L’Europe des classes dirigeantes s’inscrit largement dans cette perspective. Certes les gouvernements de la France et de l’Allemagne ont pris la décision courageuse et salutaire de défendre le droit contre les ambitions criminelles de Washington. Mais si elle ne rompt pas avec les dogmes libéraux, l’Europe demeurera divisée et fragile face aux Etats Unis, enlisée dans les sables mouvants d’un projet illusoire de « partage » des responsabilités d’un impérialisme collectif.

L’Europe que je souhaite est, en contrepoint, une Europe sociale, non atlantiste, concevant l’insertion des nations qui la constituent dans une autre mondialisation, plurielle et négociée.

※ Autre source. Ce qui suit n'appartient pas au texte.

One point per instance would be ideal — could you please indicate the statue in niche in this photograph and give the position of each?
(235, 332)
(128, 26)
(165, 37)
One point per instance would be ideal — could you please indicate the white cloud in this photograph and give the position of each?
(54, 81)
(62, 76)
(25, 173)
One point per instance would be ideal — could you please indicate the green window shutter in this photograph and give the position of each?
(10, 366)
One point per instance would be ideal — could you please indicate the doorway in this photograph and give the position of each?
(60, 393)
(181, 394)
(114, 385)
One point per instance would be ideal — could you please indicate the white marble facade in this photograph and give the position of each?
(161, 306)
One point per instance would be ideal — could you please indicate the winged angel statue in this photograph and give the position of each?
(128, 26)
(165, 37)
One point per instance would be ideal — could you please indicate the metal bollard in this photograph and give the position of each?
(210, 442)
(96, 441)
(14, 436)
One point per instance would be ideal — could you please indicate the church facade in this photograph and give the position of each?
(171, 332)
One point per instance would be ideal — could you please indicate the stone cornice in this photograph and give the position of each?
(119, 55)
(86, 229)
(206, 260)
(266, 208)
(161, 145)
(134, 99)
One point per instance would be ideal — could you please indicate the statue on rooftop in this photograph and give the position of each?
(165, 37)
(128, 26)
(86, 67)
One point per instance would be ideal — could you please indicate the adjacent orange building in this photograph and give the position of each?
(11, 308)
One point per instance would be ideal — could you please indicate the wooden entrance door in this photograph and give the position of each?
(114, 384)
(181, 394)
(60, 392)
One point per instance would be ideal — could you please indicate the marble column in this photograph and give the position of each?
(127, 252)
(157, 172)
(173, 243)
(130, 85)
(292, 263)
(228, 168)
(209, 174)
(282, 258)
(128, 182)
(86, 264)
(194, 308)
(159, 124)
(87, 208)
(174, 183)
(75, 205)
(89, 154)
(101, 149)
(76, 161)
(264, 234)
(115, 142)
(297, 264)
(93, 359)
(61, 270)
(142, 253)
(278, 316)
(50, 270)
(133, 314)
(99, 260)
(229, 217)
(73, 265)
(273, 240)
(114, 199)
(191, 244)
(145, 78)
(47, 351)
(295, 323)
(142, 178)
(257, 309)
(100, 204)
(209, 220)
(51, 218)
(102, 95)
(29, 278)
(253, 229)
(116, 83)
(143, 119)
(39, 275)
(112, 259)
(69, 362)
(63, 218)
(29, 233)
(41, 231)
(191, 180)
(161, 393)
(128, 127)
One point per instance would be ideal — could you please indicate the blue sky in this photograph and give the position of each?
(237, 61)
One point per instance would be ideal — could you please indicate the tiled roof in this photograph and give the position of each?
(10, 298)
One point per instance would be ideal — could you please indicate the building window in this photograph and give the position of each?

Une Europe sociale d’abord, c’est à dire fondée sur les formes de régulation de sa vie économique (des « marchés ») respectueuses des intérêts de ses travailleurs. La gestion communautaire de l’Euro et de l’économie européenne, le projet de Constitution européenne opèrent dans le sens inverse. Il faut concevoir au contraire que les pouvoirs supranationaux éventuels de l’Union Européenne viennent soutenir et consolider – et non combattre et annuler – les avancées – forcément inégales – que les classes laborieuses pourraient conquérir contre le diktat du grand capital. Une Europe donc qui aide ses peuples à s’aligner vers le haut, et non vers le bas.

Cette Europe restera impossible à construire tant qu’elle entendra demeurer dans le cadre de l’atlantisme. Car celui-ci fait de l’Europe le volet européen du projet américain de gestion de la planète.

L’Europe que je souhaite, libérée du libéralisme et de l’alignement sur Washington, pourra alors s’engager dans la construction des rapports de coopération authentique avec tous les autres peuples du monde, Russes, Chinois et asiatiques, arabes et africains, latino américains. Les formes d’insertion dans une mondialisation véritablement plurielle (allant bien au-delà de la conception d’une nouvelle puissance européenne « autonome » mais néanmoins impérialiste) que ce projet implique pourraient alors soutenir des avancées sociales, seul fondement de progrès crédibles de la démocratie, faciliter la reconstruction de systèmes internationaux respectueux du droit des peuples, et par là même créer de meilleures chances pour la paix.

Cette voie donnera alors ses chances au progrès de tous les peuples au delà du capitalisme, s’inscrivant dans la perspective de la longue transition au socialisme universel. C’est pourquoi Washington reste l’ennemi juré de cette voie, pourtant la seule civilisée.